韩烈应声微顿,捋了捋她绕口令式的回答,板着脸:“你那所谓的‘ericaliang’?”
他刚刚特意去调了资料,然而给到酒店这边的她的信息根本没多大价值,除了她的英文名和一张电子证件照。他已经让澳洲的朋友帮忙查了,可是一时半会儿出不来结果。
佟羌羌没吭气,算作默认。
韩烈微微眯起眼:“有人帮你?”
“是。”佟羌羌毫不避讳。
“谁?”
佟羌羌又一次不吭气。这一次显然是不愿意说。
“你不说我也早晚能查出来。”韩烈挑眉冷笑,“为什么突然一声不吭地说走就走?为什么一点音讯都没有?为什么不回来?”

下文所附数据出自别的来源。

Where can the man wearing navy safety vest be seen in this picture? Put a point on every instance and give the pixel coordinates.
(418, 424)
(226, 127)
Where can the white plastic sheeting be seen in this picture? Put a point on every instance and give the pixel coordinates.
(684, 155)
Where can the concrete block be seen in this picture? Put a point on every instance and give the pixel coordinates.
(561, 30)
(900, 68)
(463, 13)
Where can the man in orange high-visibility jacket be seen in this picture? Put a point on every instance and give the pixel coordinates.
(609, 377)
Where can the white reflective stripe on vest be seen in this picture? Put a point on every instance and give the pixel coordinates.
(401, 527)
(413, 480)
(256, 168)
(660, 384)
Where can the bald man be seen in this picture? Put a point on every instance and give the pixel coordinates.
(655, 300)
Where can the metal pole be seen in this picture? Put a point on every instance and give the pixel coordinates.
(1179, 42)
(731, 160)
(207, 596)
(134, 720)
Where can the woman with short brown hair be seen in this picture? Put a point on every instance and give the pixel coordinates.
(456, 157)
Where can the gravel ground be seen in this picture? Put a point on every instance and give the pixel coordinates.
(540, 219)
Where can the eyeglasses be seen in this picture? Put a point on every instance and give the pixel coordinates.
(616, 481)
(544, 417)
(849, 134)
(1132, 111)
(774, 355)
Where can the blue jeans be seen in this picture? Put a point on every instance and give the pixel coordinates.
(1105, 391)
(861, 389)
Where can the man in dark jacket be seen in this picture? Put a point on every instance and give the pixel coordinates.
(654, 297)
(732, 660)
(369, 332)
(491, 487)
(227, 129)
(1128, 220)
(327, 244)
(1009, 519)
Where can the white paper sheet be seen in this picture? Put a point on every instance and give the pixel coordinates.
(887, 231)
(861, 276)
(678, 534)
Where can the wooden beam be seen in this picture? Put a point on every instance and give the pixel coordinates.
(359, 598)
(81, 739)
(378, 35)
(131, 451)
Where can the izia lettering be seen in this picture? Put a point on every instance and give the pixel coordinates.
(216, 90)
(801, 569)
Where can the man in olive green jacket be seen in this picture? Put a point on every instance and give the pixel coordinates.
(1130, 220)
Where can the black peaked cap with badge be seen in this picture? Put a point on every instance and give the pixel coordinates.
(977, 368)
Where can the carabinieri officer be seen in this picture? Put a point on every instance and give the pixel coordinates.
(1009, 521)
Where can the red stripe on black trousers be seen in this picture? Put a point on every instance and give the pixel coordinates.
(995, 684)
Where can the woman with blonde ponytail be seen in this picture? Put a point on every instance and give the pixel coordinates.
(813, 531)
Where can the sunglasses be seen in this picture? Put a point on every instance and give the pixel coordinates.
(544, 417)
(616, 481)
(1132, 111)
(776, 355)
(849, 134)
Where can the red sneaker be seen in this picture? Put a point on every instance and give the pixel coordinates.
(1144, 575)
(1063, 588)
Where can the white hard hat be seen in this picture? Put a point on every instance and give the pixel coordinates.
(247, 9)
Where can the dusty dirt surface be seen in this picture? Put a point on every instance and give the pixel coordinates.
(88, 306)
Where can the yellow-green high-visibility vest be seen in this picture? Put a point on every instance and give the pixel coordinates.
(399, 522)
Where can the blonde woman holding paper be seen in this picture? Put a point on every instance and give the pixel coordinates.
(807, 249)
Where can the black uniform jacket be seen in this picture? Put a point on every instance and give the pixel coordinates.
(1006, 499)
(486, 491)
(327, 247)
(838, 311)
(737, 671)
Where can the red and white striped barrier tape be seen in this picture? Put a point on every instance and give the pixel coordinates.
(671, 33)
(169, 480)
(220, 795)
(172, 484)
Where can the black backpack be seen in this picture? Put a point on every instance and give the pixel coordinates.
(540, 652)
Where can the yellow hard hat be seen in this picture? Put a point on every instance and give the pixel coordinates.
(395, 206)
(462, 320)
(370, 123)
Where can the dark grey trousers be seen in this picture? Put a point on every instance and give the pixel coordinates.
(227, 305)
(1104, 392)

佟羌羌觉得他的这个问题特别地好笑,反问:“你觉得为什么?”
他是得了失忆症吗?完全忘记了他对她做过什么吗?还是又来他的那一套明知故问?
“韩烈,我得有多犯贱,才能让自己装作什么都不知道、装作什么都没发生过,继续呆留在你身边被你当猴子一样玩弄!”
一字一句清清楚楚,像是恨不得把自己的话钉在墙上。
冲口而出的同时,佟羌羌感觉身体下一阵湿漉随之涌出,小腹处又有坠胀感隐隐袭来。她蹙了蹙眉,平息下自己的情绪,放下碗筷,站起身:“我吃好了。谢谢韩先生,打扰了,我收拾一下东西,马上就离开。”
刚迈出一步,手腕就被紧紧地扣住。
不算陌生的类似烟草的气味,很淡,从身后的人散出来,窜进她的鼻翼中,缭绕着挥之不去。
他的低沉的嗓音在她脑后响起:“你为什么不能先听一听我的说法?”
“有什么好听的?你又能有什么说法?”佟羌羌转过身。对视上韩烈的眸子,讥诮,“再来一套哄骗我的说辞?”

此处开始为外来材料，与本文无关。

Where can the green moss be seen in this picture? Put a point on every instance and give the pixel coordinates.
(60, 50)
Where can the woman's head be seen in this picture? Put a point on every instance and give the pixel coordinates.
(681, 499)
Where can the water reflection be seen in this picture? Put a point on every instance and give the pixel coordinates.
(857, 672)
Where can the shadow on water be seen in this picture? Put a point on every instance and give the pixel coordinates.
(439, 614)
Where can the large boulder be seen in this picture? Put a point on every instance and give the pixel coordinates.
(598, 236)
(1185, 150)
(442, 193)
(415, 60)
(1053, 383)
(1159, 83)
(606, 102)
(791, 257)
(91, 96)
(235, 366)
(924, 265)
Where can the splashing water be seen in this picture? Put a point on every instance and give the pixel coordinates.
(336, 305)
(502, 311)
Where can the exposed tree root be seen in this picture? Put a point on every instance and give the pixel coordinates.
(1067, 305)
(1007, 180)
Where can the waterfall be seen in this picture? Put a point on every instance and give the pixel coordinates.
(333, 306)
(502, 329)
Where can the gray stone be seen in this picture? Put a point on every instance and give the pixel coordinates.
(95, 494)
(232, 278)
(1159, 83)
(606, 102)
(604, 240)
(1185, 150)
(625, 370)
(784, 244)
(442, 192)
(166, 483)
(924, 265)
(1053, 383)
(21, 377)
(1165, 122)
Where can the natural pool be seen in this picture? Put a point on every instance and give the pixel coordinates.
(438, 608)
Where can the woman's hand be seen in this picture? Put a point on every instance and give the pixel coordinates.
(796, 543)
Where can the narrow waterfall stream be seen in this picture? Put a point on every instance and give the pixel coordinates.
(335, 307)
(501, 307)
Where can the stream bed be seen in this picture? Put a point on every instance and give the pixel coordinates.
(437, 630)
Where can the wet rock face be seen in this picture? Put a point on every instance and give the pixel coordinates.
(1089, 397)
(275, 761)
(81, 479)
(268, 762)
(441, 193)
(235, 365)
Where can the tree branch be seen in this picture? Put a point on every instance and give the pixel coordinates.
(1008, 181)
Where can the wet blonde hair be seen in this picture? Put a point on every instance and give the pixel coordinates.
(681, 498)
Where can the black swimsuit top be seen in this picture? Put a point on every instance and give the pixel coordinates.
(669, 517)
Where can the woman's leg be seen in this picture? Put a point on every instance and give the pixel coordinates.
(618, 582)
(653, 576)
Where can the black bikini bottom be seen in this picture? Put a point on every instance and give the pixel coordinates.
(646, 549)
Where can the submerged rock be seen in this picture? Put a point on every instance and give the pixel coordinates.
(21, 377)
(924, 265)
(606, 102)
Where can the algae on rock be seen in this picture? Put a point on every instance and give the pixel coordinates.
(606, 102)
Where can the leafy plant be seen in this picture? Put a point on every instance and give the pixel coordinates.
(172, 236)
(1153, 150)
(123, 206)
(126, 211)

“没有。”韩烈的眼神笔直,“我没有想再哄骗你。你当时如果质问我任何问题,我都已经做好了对你坦白一切的准备。你问什么,我都会回答你。”
问什么都会回答……?
佟羌羌在唇默间默默地重复了这几个字,笑了一下。她也不知道自己为什么笑,反应过来时自己的唇角已经勾出意味不明的弧度了。
她就这么勾着唇角的弧度,开了口:“钟文昊强奸安鹿,在你的算计之内?”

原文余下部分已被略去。